Valor: Há risco de uma saída de dólares do Brasil como a que ocorreu no fim de 2024?
Biolchini: Parece que o cenário está mais bem mapeado. Hoje temos um ambiente macroeconômico de maior segurança, com incertezas mais controladas. E, obviamente, a fase do ciclo em que estamos é uma fase mais apertada – não estamos mais naquele processo de aperto em que era difícil vislumbrar o fim. Agora o mercado estima que o cenário mais negativo seria o Banco Central adiar o corte de juros; não se fala mais em alta. Esse é um ponto bastante diferente do ano passado. Também acho que se consolidou a percepção de que o dólar, globalmente, segue num processo de devolver parte da força exuberante que teve.
Valor: Mas o carrego segue como um fator importante para o real
Biolchini: Não dá para negar que a taxa de juros no Brasil é um grande atrativo. Eu estava observando recentemente a variação do dólar neste ano: o real se valorizou em torno de 30% em relação ao dólar. A variação nominal foi de 17%, mas há quase 12% de juros. Faz muita diferença: de 17% para 30%. Quando esses 12% começarem a diminuir, com quedas de juros mais significativas, isso deixará de ser um fator positivo para o real. Hoje já temos cerca de 3 pontos de queda implícita na curva, o que já está precificado. Se o mercado começar a trabalhar com juros muito mais baixos, o real tende a perder parte dessa atratividade.
Valor: O fiscal ficou em segundo plano neste momento?
Biolchini: Embora o mercado esteja animado – com a bolsa subindo e o dólar caindo -, ninguém acredita que a situação fiscal esteja resolvida. Parece que o próximo presidente terá de lidar com isso para que as expectativas fiquem mais ancoradas. Isso gera essa percepção de prêmio maior. O Brasil hoje é um destaque em termos de juros. Não parece que o nível atual de juros seja necessário para manter o real nesse patamar. Há espaço para queda, o que poderia deixar a economia mais equilibrada.
Valor: A eleição já está nos preços dos ativos?

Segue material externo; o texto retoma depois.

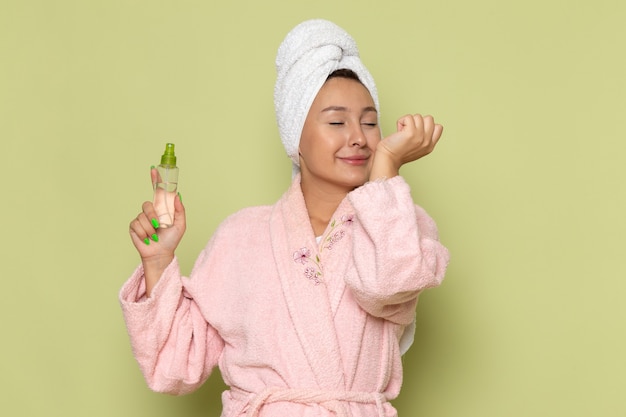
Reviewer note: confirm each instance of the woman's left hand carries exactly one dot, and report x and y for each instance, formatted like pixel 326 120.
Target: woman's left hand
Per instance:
pixel 416 137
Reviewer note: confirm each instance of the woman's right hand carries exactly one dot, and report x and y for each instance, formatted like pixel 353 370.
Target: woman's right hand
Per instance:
pixel 156 245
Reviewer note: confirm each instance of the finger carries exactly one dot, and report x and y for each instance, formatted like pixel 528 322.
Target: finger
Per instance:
pixel 180 218
pixel 150 213
pixel 404 122
pixel 438 131
pixel 429 127
pixel 141 230
pixel 154 176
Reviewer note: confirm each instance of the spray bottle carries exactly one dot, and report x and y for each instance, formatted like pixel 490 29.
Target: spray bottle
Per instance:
pixel 165 187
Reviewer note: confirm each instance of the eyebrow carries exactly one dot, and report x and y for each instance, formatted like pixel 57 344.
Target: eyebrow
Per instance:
pixel 341 108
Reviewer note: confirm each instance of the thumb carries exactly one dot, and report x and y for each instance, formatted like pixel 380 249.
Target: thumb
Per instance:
pixel 179 212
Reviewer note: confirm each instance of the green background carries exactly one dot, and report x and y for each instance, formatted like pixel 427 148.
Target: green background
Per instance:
pixel 527 186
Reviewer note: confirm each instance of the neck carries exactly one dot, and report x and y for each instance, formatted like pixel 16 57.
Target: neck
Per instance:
pixel 321 203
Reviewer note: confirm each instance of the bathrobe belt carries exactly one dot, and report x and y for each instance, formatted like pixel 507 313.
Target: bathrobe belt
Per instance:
pixel 333 401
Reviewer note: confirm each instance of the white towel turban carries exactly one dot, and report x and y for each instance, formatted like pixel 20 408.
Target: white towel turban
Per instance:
pixel 305 59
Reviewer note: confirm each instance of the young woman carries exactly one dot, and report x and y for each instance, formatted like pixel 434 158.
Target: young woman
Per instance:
pixel 307 305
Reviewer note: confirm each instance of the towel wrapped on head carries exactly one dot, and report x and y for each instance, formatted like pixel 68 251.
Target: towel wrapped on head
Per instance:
pixel 307 56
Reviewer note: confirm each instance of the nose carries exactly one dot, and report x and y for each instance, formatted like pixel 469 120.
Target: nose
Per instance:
pixel 357 137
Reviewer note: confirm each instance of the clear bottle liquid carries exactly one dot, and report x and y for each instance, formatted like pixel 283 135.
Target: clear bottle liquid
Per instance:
pixel 166 187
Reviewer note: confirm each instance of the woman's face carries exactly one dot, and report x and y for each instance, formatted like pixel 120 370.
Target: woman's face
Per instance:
pixel 339 136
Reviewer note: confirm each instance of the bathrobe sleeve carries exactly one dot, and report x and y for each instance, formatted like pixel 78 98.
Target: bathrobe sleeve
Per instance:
pixel 396 250
pixel 174 345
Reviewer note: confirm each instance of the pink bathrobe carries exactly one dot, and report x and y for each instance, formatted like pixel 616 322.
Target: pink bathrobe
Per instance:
pixel 297 327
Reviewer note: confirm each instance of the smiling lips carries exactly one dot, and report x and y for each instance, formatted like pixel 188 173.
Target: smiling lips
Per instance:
pixel 355 159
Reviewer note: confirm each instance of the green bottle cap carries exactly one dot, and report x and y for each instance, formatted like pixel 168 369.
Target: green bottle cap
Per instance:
pixel 169 158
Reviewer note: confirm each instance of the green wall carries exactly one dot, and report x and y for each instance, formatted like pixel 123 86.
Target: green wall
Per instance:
pixel 527 187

Biolchini: É um assunto de mercado já. Qualquer pesquisa que sai é um assunto de mercado. O que acontece é que ainda existem muitas indefinições, muitas especulações em relação a quem serão os candidatos, em que condições os candidatos vão chegar lá e tudo mais. É um assunto de mercado, faz preço na margem. Existe, na distribuição de probabilidades, a percepção de que pode haver um candidato que vá lidar com os assuntos fiscais de uma forma talvez mais direta – e isso mantém um certo equilíbrio. Essa percepção de um candidato mais fiscalista: se ela aumenta, acho que o mercado vai reagir, mas não se sabe quem é, se a política vai permitir a ele ser fiscalista, se a pauta será essa.